İBRAHİM ÖZDEN KABOĞLU (İstanbul) - Sayın Başkan, öncelikle görevinizde başarılar dilerim.

Sayın Başkan, Divan, değerli milletvekilleri; 216 sıra sayılı Kanun Teklifi'nin 64'üncü maddesi üzerinde verdiğimiz önergeyle ilgili söz almış bulunuyorum.

"İkinci yargı paketi" olarak adlandırılan bu yasa önerisinde, 9 ayrı kanunda 63 madde değişikliği söz konusu. Bunların 6'sında, daha önce, 27'nci Yasama Döneminde 3 farklı komisyonda 10 kez değişiklik yapıldı. Dolayısıyla, torba kanunun taşıdığı sakıncalar açısından 1'incisi yasama inisiyatifi bakımından; 2'ncisi yasanın niteliği bakımından, özellikle ulaşılabilir, öngörülebilir ve anlaşılabilir olma özellikleri bakımından; 3'üncüsü de Anayasa Mahkemesince denetimi açısından üçlü ana sorunla karşı karşıya bulunulmaktadır. Bu önerinin yasalaşması durumunda bir başka özelliği: Bu teklifin, ikinci yargı paketinin başına gelenler herhâlde bir başka paketin başına gelmedi çünkü izleyebildiğim kadarıyla tam beş aydır komisyonlarda ve Genel Kurulda sürünen bir ikinci yargı paketi; Komisyonda gün belirleniyor, geri alınıyor, Komisyon erteleniyor, yarısında kesiliyor, Genel Kurulda hakeza benzeri sorunlarla karşı karşıya bulunuluyor. Hâliyle, şu 4 hususa yabancı bu yasa önerisi:

1) Yasa yapma tekniğine yabancı.

2) Yasamanın gündemine hâkimiyetine yabancı.

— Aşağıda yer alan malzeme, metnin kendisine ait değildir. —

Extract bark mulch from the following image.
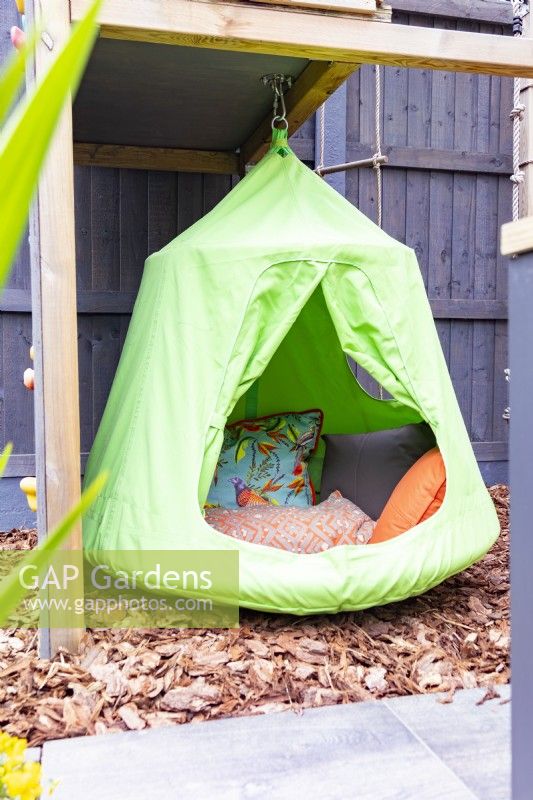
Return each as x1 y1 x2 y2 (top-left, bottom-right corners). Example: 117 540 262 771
0 486 509 745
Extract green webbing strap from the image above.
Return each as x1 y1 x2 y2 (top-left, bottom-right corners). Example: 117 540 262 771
244 379 259 419
270 128 291 157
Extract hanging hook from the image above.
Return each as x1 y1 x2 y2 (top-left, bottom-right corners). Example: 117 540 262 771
261 73 292 130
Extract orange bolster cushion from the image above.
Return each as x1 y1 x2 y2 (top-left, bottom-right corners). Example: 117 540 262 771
369 447 446 544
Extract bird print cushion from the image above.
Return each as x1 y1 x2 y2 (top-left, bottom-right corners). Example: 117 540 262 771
205 491 376 553
206 409 322 508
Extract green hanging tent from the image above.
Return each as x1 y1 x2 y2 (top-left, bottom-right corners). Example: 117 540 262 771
84 133 499 614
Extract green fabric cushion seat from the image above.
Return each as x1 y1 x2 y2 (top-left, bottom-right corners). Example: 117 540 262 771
83 128 499 614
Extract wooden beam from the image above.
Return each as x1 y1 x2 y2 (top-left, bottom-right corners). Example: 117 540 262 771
74 142 239 175
501 216 533 256
390 0 513 25
241 61 359 167
3 453 89 478
26 0 82 655
71 0 533 78
258 0 392 22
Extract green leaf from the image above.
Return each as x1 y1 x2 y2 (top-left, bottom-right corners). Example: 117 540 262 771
0 0 101 287
0 442 13 478
0 473 107 627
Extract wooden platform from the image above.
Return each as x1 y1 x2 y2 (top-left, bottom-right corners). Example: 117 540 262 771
38 686 510 800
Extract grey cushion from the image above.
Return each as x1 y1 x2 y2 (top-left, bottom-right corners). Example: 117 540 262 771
320 422 435 520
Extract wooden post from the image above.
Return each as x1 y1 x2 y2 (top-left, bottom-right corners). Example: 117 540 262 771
520 13 533 217
26 0 82 657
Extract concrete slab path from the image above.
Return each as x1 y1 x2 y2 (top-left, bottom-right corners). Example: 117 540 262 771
41 687 510 800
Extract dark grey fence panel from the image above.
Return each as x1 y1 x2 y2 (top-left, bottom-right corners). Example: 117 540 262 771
346 7 512 468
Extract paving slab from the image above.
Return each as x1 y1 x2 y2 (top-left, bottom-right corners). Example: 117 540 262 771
384 685 510 800
42 701 474 800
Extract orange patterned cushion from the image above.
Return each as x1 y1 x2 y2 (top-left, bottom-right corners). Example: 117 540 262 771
205 492 375 553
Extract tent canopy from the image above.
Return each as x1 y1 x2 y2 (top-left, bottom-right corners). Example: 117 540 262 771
84 134 498 613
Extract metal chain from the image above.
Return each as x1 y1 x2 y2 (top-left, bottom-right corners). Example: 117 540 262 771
373 64 383 228
510 0 525 222
315 103 326 174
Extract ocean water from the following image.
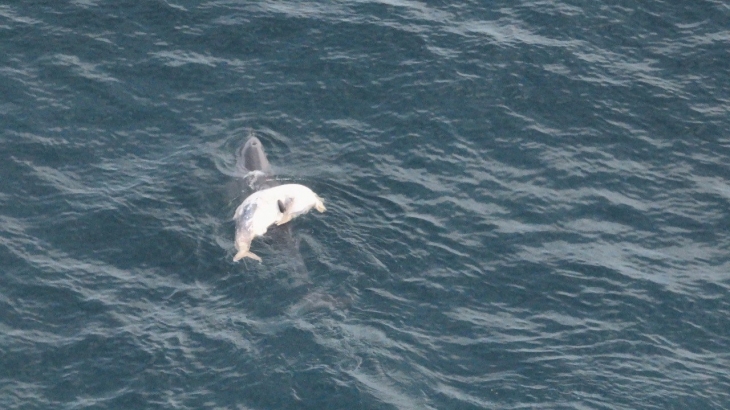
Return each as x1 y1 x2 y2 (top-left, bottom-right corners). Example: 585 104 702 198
0 0 730 410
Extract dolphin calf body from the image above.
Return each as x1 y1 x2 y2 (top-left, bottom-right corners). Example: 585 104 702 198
233 136 326 261
233 184 326 262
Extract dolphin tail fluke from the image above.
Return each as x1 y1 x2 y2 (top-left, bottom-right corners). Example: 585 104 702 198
314 198 327 212
233 251 261 262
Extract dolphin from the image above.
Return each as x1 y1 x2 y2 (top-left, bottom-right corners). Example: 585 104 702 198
233 184 326 262
236 135 278 190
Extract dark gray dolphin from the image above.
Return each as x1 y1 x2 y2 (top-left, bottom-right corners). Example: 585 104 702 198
236 136 271 175
236 135 310 284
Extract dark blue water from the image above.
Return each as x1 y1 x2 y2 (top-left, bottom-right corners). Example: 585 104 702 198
0 0 730 410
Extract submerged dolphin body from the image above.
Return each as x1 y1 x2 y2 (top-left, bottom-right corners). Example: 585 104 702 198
233 184 326 262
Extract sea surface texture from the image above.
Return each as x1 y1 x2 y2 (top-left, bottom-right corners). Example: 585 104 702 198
0 0 730 410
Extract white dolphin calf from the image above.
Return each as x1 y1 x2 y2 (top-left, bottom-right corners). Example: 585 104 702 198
233 184 326 262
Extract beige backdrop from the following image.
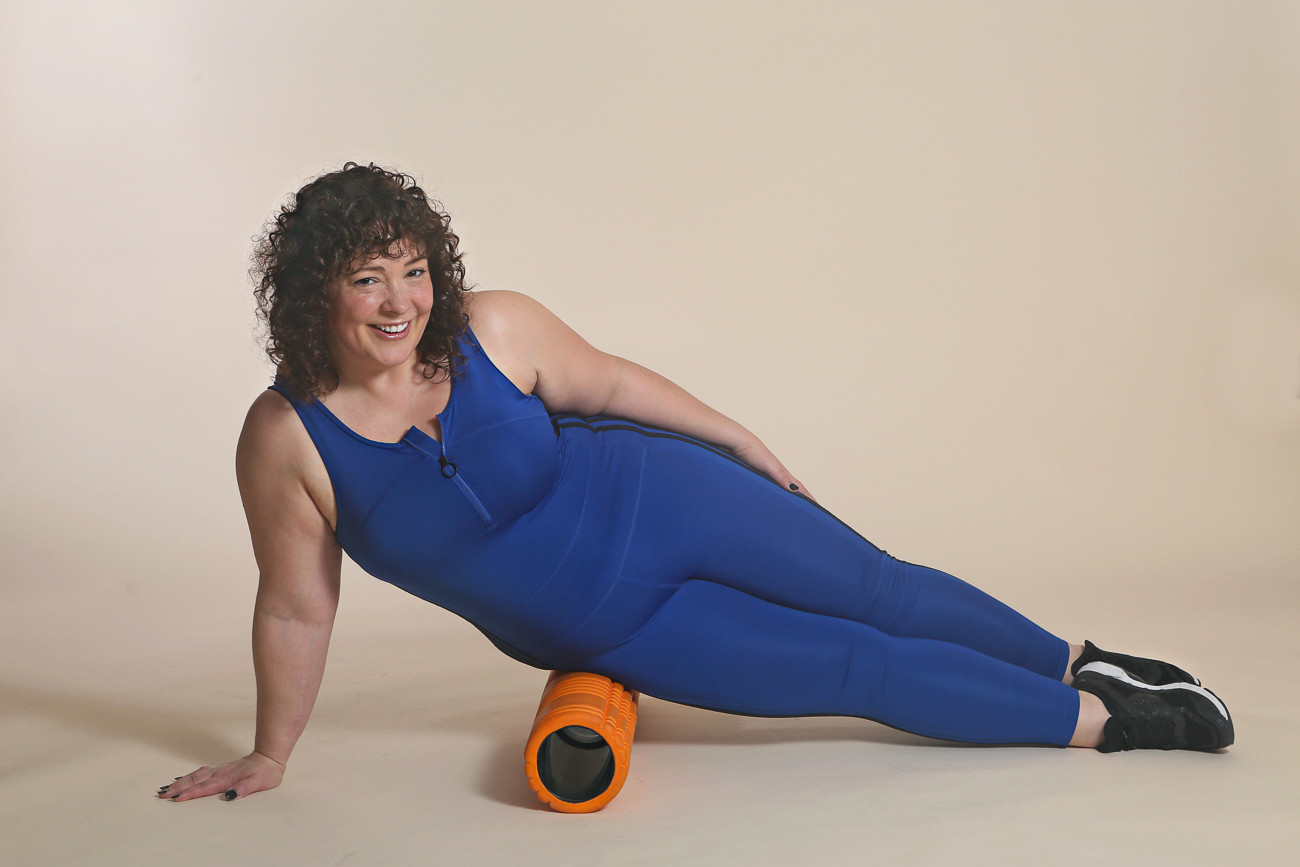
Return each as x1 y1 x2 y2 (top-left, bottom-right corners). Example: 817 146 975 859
0 0 1300 863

3) Yasama yetkisinin asli ve genel özelliğine yabancı.

4) Müzakere ve süreklilik ilkelerine yabancı.

Oysa hangi kanunu görüşmekteyiz? Usul kanununu görüşmekteyiz ve usul hukukunun omurgasını oluşturan bir kanundan -ceza usul hukuku, vergi usul hukuku, anayasa usul hukuku gibi- ve de genel olarak hepsinde "jurisdiction" yani hukuku, hakkı, gerçeği ortaya koymaya elverişli hukuk dalından söz ediyoruz. Şekiller, süreler, usuller bütünü aslında Anayasa madde 2'den başlıyor tıpkı burada üç yıl önce Anayasa değişikliği sırasında uygulanan ama yarım yamalak, ihlal edilerek uygulanan 175'inci maddeye kadar devam eden usule ilişkin kurallar. Bu yasanın merkezinde adil yargılanma hakkı yer almaktadır. Adil yargılanma ilkeleri açısından özellikle aleniyet ilkesi, ara buluculuk sorunu, görüntülü yargılama, ön sürelerin kısıtlanması gibi diğer vekillerin dile getirdiği ve özellikle Anayasa'nın 2'nci, 36'ncı, 138'inci ve 141'inci maddesi açısından sorun yaratan düzenlemeler söz konusudur.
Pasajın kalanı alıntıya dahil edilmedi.